[ 
https://issues.apache.org/jira/browse/KAFKA-6647?page=com.atlassian.jira.plugin.system.issuetabpanels:comment-tabpanel&focusedCommentId=16399532#comment-16399532
 ] 

George Bloggs commented on KAFKA-6647:
--------------------------------------

Guozhang. 

I have not submitted any PRs. I too commented on one PR to say I did not 
believe it would resolve the issue. Furthermore, I see moving the .lock file to 
a parent directory is not a full solution. 

In reply to:

`...By looking into your issue, I think the root cause maybe that there is 
still some un-closed handle on that file in which Windows 10 would not actually 
delete the file...`

I do not believe this is true.  I have patched the issue in our code calling 
Kafka Utils.delete directly just before performing KafkaStreams.start(). This 
works. I also believe the issue is happening on Linux. We run our code on a 
linux instance deploying using ansible. The code is showing the same issues on 
linux although I am not able to debug it on the linux boxes to prove through.
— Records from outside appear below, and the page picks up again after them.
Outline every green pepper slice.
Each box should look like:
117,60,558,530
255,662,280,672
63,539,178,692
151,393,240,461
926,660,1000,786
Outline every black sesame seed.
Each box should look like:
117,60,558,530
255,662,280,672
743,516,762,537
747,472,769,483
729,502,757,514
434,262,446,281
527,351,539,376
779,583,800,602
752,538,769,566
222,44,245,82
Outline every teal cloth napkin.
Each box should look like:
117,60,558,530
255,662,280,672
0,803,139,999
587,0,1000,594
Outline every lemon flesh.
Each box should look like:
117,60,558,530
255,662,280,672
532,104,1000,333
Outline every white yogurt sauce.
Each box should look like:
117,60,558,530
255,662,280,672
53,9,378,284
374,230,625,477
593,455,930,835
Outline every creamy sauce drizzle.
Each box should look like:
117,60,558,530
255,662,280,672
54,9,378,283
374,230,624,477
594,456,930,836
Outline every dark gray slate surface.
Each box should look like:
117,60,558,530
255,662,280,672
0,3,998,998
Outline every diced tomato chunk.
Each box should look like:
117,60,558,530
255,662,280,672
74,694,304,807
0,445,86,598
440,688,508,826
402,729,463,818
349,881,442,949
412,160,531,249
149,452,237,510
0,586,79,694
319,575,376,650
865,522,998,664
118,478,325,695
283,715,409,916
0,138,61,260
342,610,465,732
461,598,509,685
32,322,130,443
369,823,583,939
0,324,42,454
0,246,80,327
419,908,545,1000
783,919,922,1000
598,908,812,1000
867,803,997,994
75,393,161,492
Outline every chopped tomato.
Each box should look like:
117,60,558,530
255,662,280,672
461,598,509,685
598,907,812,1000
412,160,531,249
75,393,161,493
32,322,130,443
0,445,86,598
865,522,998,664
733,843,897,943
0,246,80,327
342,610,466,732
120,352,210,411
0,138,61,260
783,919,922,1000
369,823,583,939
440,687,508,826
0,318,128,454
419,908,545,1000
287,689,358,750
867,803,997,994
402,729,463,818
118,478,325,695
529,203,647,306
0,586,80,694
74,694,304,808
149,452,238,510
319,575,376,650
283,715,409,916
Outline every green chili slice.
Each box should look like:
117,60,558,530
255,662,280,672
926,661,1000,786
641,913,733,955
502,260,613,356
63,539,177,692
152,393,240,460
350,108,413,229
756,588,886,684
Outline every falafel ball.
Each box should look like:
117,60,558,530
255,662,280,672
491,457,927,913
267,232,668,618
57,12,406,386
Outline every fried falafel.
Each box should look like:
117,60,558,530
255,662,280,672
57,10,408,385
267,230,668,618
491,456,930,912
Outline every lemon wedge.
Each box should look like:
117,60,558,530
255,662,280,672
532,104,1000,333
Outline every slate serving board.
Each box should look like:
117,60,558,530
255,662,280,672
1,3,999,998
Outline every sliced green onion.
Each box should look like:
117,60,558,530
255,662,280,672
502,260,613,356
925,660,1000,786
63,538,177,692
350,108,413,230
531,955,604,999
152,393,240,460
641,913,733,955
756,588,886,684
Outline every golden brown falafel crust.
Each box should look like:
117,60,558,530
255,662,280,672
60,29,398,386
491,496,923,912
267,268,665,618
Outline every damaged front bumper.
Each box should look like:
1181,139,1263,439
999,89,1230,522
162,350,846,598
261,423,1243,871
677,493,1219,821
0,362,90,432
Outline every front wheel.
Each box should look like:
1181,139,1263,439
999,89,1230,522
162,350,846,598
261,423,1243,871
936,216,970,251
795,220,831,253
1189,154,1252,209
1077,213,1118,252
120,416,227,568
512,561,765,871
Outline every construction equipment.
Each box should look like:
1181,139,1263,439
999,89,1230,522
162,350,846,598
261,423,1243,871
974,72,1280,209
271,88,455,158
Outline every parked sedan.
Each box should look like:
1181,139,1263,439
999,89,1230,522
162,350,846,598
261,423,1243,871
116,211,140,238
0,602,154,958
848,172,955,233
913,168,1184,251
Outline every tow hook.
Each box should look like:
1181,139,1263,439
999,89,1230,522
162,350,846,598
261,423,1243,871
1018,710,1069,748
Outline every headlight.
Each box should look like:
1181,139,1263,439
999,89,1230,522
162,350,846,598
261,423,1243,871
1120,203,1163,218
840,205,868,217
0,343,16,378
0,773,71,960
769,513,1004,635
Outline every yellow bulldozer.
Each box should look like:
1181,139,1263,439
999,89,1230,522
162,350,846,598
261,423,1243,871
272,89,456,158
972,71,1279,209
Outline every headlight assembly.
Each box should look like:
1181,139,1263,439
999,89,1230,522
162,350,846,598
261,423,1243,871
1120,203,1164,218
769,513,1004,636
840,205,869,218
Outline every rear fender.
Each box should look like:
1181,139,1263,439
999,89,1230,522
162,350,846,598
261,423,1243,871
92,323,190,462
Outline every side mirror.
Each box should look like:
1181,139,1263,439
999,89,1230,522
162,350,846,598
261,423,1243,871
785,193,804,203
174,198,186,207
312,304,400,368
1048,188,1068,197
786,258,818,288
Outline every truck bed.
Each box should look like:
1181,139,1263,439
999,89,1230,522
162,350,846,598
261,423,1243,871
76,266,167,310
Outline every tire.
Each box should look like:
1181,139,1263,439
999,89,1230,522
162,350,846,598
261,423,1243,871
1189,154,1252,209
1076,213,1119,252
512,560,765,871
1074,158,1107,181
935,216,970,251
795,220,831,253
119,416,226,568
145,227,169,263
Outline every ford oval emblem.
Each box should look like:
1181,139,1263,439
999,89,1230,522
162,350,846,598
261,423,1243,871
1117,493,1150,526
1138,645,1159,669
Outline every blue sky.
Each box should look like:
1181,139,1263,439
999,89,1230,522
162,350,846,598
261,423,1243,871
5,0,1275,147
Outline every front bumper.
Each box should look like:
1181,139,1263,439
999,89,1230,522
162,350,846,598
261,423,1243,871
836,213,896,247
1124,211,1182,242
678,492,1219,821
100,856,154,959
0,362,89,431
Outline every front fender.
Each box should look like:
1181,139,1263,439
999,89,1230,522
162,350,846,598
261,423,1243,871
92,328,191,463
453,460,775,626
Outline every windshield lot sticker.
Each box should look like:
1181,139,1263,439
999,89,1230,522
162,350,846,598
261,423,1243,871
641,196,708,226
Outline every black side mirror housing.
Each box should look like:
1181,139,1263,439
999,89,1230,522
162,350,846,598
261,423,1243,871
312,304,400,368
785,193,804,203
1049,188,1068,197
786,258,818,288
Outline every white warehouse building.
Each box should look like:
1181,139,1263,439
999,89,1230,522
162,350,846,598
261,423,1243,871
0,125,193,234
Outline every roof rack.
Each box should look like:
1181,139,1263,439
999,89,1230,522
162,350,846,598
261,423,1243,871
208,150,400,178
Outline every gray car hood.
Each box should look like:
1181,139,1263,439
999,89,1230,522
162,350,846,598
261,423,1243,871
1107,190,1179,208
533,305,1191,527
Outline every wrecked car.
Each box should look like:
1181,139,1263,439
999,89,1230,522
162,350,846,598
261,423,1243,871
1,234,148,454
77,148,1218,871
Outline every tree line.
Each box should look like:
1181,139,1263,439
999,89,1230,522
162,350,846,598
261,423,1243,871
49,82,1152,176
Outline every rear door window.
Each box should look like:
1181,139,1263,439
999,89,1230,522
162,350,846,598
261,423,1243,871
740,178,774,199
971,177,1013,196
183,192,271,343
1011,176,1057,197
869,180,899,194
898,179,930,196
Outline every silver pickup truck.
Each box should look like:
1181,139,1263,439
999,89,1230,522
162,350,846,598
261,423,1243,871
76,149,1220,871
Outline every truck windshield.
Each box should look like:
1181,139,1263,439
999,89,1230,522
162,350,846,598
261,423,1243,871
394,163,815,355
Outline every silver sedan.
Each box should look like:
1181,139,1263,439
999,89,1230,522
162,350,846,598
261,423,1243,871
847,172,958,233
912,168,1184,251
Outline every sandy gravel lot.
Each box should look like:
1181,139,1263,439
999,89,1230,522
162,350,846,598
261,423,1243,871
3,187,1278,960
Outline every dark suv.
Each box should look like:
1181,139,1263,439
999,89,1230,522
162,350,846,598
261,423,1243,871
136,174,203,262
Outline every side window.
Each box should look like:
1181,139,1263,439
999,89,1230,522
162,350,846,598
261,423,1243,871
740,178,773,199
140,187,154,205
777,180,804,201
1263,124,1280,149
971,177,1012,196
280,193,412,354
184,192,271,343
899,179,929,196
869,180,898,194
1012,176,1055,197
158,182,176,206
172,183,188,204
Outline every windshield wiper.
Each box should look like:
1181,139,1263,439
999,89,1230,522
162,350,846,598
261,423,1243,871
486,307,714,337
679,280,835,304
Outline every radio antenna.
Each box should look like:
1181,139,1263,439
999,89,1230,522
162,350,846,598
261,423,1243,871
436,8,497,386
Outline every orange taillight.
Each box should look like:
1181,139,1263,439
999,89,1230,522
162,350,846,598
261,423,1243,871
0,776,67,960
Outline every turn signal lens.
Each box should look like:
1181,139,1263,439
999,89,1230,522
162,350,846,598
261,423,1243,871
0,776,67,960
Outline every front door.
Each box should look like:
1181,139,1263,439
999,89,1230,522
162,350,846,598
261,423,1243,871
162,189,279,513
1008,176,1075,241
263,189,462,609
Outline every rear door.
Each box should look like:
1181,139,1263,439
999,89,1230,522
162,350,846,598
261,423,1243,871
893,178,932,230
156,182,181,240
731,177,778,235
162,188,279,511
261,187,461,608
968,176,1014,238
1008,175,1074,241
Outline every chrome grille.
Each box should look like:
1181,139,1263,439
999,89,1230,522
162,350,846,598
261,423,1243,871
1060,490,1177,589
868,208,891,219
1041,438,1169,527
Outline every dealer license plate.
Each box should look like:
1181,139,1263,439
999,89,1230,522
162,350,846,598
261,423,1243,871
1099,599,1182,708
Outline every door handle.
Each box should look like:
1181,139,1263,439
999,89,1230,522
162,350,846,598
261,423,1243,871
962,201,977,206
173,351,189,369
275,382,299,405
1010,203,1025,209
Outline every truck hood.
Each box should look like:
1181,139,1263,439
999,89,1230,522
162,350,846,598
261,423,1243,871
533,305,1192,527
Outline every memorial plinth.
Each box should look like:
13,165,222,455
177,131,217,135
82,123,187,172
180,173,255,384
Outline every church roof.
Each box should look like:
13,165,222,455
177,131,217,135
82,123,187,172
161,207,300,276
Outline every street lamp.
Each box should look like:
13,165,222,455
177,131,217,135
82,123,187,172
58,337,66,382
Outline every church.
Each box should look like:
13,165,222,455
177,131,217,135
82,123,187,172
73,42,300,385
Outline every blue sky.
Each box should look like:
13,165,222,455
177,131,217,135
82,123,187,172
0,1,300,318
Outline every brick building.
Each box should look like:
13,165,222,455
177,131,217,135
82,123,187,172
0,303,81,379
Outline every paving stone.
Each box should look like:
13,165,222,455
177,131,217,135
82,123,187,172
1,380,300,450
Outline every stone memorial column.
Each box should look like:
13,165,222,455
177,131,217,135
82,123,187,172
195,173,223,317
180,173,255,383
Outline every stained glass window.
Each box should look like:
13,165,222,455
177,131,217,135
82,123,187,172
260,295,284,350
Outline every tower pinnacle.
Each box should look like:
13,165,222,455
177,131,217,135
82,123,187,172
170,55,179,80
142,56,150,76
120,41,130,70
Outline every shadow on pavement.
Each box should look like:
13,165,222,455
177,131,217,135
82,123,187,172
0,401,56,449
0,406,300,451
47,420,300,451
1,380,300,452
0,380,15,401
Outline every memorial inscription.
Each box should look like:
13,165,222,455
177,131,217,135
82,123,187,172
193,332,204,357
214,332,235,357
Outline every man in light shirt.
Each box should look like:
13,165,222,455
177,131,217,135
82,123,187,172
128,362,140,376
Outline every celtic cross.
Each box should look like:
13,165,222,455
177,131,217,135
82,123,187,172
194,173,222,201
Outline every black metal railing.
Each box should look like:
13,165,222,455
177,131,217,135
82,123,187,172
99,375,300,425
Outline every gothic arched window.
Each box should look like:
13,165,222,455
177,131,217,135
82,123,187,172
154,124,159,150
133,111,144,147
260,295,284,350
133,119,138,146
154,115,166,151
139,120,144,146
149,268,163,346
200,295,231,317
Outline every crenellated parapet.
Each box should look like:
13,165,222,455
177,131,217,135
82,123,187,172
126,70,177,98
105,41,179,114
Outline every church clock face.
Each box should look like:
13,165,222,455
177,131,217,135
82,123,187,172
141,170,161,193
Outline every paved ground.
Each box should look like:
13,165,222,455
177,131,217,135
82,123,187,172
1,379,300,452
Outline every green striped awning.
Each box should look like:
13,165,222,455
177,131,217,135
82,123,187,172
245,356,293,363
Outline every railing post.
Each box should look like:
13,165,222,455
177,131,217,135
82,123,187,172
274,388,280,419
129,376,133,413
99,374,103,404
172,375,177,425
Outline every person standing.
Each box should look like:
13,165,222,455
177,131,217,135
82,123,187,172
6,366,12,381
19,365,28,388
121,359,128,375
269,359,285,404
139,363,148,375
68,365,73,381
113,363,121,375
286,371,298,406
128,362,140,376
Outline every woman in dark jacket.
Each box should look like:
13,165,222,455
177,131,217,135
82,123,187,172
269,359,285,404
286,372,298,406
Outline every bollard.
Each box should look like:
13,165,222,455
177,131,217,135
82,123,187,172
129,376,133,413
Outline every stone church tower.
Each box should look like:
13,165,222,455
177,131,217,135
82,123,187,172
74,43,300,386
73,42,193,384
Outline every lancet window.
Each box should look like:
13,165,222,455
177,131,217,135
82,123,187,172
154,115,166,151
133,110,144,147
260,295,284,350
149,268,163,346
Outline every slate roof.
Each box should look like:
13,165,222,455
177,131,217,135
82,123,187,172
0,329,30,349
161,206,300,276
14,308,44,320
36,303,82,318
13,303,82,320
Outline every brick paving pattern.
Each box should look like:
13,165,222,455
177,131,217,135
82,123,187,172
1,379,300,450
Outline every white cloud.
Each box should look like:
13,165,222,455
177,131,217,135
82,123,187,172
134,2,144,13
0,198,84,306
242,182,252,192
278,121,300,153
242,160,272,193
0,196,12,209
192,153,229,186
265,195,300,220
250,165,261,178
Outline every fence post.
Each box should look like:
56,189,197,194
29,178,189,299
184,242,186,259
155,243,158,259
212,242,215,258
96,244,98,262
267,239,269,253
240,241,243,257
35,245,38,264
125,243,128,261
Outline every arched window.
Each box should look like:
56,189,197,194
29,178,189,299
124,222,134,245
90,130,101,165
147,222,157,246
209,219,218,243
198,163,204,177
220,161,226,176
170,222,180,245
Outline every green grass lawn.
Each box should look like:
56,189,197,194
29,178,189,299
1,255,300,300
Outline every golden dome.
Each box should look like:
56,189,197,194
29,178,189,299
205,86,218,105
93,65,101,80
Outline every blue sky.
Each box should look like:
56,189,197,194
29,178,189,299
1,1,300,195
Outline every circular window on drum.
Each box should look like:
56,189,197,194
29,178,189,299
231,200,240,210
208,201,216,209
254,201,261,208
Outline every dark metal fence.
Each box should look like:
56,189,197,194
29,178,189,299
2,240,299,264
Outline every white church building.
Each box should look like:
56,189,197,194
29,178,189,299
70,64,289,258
I have debugged this on Windows and from what I was able to tell, it is the 
lock code that is causing the isssue. This is bourne out by the fact that my 
patch in our code works. 

As further proof that no other process is holding a handle on the file, the 
parent directory can be deleted through Windows Explorer before 
KafkaStreams.start() is called. If a handle was being held on the .lock file 
Windows would prevent the deletion I believe. 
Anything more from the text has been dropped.